University of Kansas develops machine learning technology for thermal runaway of lithium-ion batteries
According to foreign media reports, mobile phones, electronic devices, laptop computers, electric vehicles such as Toyota and Tesla, Boeing 787 aircraft, and ships of the U.S. Navy are now powered by lithium-ion batteries. Although such batteries are widely used, they also have many risks. Because of the high reactivity of lithium metal, such batteries and battery cells will experience 'thermal runawayAlthough accidents are rare, they still arouse public concern about lithium-ion technology.
Now, with the support of a new 5-year, $500,000 grant from the National Science Foundation, the University of Kansas ) Researchers have developed a technology that can monitor and prevent lithium-ion batteries from overheating. Huazhen Fang, an assistant professor in the mechanical engineering department of the university, and his students developed a machine learning method to monitor the temperature inside the battery.
According to researchers at the University of Kansas, most of the current technologies for tracking the temperature of lithium-ion batteries are not mature enough, because the sensor can only read the surface temperature of the battery.
Professor Fang said: “Usually, the temperature on the surface of the battery is not enough to tell us about the state of the battery, and the temperature inside the battery tells us more about thermodynamics. But Now, there are very few ways to place sensors in the battery. However, using artificial intelligence and machine learning, we can predict the temperature inside the battery cell, allowing us to detect battery behavior. The temperature of the battery surface can provide a machine learning method A wealth of data, combined with mathematical models, can predict what is happening inside the battery.'
The battery temperature is not assumed to be a uniform temperature. Nowadays, there is a modeling method called 'lumped parameter modelProfessor Fang said that his computer learning technology can predict the temperature change inside the battery, which is a more accurate and realistic method to calculate the possibility of thermal runaway of the battery.
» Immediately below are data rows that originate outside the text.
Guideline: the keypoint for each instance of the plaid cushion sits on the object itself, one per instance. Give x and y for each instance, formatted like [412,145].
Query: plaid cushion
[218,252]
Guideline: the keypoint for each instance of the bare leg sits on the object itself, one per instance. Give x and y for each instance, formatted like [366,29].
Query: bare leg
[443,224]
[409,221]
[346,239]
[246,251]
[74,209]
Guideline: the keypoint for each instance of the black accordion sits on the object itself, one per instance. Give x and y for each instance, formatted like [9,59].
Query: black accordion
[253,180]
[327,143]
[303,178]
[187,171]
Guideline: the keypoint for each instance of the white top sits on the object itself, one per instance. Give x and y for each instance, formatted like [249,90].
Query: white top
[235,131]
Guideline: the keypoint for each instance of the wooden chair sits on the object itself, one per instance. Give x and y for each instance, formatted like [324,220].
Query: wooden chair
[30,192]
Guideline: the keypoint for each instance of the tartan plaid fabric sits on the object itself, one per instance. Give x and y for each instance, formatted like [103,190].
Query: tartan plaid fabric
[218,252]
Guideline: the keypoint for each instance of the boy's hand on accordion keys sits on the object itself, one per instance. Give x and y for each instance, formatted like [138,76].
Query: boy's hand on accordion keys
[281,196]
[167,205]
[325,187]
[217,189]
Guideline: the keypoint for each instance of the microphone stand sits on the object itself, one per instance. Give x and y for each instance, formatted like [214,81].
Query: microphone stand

Professor Fang said: “When the battery is charged and discharged, the temperature distribution is uneven. Usually, the internal temperature of the battery near the electrode is higher, but the outer surface temperature is lower. The lumped parameter model only takes into account the uniform distribution of battery temperature, while our method reconstructs the battery temperature in time and space.'
Researchers at the University of Kansas The data of the ion battery is input into artificial intelligence to infer the internal temperature of the battery. Such data can be processed in battery-powered devices or connected to cloud computing. If the battery is thermally out of control, the device can be programmed to disconnect the battery when it is turned off to prevent the battery from becoming hot, catching fire or causing an explosion.
With the above innovations, lithium-ion batteries can be extended to more industrial applications by tying hundreds of batteries together. According to Professor Fang, lithium-ion technology is increasingly being used in large-scale power grids to store and discharge electricity generated by sustainable technologies such as solar and wind energy.